Job cuts have been rumored for months at Siemens Business Services (SBS), the money-losing IT services arm of Siemens. Now they're official: 2,400 over the next two years.
By 2007, Siemens aims to slash costs at SBS by Euro 1.5 billion (US$1.8 billion), with a large chunk of those savings to come from job cuts, the Munich-based manufacturer said Monday.
In addition, the 60 service locations operated by SBS in Germany, the unit's core market, will be consolidated into 20, said Siemens President and Chief Executive Officer (CEO) Klaus Kleinfeld, speaking to journalists in a webcast conference call.
After selling its German hardware maintenance and repair unit Sinitec Vertriebsgesellschaft mbH in March, SBS is now seeking a partner to take over this "product-related service" outside Germany, according to Kleinfeld.
Asked if Siemens would be interested in folding SBS into a joint venture with an international partner, the CEO said the goal is to improve the operating performance of the IT services unit. "Our aim is to strengthen SBS," he said. "Everyone benefits from a stronger SBS."
Siemens also said that Adrian von Hammerstein, the IT service provider's group president, will be replaced by Christoph Kollatz, former head of the Siemens traffic systems division.
Before coming to SBS, von Hammerstein was chief executive officer (CEO) of Fujitsu Siemens Computers (Holding), a joint venture between Japan's Fujitsu and Siemens.
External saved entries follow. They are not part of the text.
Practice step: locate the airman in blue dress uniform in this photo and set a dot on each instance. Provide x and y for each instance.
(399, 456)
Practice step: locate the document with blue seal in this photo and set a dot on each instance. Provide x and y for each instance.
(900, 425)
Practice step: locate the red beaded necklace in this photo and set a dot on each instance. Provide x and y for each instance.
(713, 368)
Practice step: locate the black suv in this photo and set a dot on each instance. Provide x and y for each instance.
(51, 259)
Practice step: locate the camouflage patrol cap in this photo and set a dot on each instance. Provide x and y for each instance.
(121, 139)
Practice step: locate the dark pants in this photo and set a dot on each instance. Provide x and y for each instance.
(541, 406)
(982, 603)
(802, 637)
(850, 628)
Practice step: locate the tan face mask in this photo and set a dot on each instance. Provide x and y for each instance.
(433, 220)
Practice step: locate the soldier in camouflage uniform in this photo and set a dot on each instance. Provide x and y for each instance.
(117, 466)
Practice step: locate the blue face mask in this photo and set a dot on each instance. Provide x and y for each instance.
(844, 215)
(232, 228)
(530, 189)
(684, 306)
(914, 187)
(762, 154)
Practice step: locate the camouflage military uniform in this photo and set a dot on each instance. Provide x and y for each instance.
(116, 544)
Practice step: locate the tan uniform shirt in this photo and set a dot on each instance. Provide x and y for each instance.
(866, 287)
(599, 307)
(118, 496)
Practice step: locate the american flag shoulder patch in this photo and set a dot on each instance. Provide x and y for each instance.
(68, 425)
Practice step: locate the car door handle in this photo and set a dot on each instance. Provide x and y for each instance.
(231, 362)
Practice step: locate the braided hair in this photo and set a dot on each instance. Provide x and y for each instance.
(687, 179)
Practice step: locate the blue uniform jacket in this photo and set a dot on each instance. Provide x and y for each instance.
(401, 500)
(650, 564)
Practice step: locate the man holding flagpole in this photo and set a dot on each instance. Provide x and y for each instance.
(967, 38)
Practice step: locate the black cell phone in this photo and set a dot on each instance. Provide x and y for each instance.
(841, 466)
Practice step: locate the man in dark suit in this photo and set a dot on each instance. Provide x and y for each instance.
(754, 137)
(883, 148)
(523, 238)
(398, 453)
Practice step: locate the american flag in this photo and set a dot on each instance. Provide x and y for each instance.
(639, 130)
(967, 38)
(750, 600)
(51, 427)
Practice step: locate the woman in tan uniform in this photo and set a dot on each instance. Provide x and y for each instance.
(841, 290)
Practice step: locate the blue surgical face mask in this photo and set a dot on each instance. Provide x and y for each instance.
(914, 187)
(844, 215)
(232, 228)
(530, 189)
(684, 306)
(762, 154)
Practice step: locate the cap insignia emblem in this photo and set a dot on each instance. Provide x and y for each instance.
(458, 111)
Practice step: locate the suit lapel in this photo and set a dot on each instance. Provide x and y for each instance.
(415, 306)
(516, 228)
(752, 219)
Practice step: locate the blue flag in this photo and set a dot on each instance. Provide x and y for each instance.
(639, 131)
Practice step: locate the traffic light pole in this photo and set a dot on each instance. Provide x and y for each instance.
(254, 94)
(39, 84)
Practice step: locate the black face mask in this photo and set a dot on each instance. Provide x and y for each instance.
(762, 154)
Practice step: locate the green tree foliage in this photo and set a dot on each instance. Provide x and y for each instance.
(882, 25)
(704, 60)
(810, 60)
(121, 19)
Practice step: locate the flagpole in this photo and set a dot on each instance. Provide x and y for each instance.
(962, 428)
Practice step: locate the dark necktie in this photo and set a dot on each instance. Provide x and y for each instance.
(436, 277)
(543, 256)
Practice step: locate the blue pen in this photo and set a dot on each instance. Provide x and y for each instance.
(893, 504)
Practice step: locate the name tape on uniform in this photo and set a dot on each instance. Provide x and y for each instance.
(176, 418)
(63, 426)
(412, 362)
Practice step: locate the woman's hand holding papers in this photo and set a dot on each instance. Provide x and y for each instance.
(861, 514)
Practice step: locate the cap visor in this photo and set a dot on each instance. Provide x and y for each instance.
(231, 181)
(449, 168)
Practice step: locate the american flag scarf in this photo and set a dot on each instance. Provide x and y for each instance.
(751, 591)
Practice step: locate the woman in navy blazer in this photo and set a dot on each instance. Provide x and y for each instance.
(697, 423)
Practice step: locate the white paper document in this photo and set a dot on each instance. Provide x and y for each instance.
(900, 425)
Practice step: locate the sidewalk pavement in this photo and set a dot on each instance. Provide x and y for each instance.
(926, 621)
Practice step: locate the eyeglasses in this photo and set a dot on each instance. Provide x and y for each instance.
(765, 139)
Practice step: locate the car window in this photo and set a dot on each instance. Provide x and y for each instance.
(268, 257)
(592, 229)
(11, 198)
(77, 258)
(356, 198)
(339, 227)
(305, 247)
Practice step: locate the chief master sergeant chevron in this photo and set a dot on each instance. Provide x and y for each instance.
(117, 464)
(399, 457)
Kleinfeld said Siemens is currently looking for a new assignment for von Hammerstein within the group.
Siemens said the company also plans "personnel adjustments" in its loss-making communications division (Comm), which was restructured last year, but provided no details.
Kleinfeld declined to pin a number on the planned job cuts.
The restructuring efforts will focus on the unit's enterprise network division, according to Kleinfeld. This business area has been underperforming largely due to a reluctance of small and medium-size enterprises to invest in new VOIP (voice over Internet Protocol) systems, he said.
Earlier this month, Comm Group President Lothar Pauly, a long-time Siemens employee, decided to leave the company to become CEO of German IT service provider T-Systems International, a unit of German telecommunications company Deutsche Telekom.
The move to restructure SBS and Comm are among several cost-cutting measures that Kleinfeld has instituted in a bid to make the German electronics giant a leaner and meaner company.
"We can only stay a technology leader if we continue to invest in innovation, which we will," Kleinfeld said, pointing to the group's Euro 5 billion budget for R&D (research and development).
Responding to questions about the German elections on Sunday, which ended in a deadlock, Kleinfeld said: "We can't afford to wait for necessary reforms in this country. Companies like Siemens operate in a highly competitive global economy."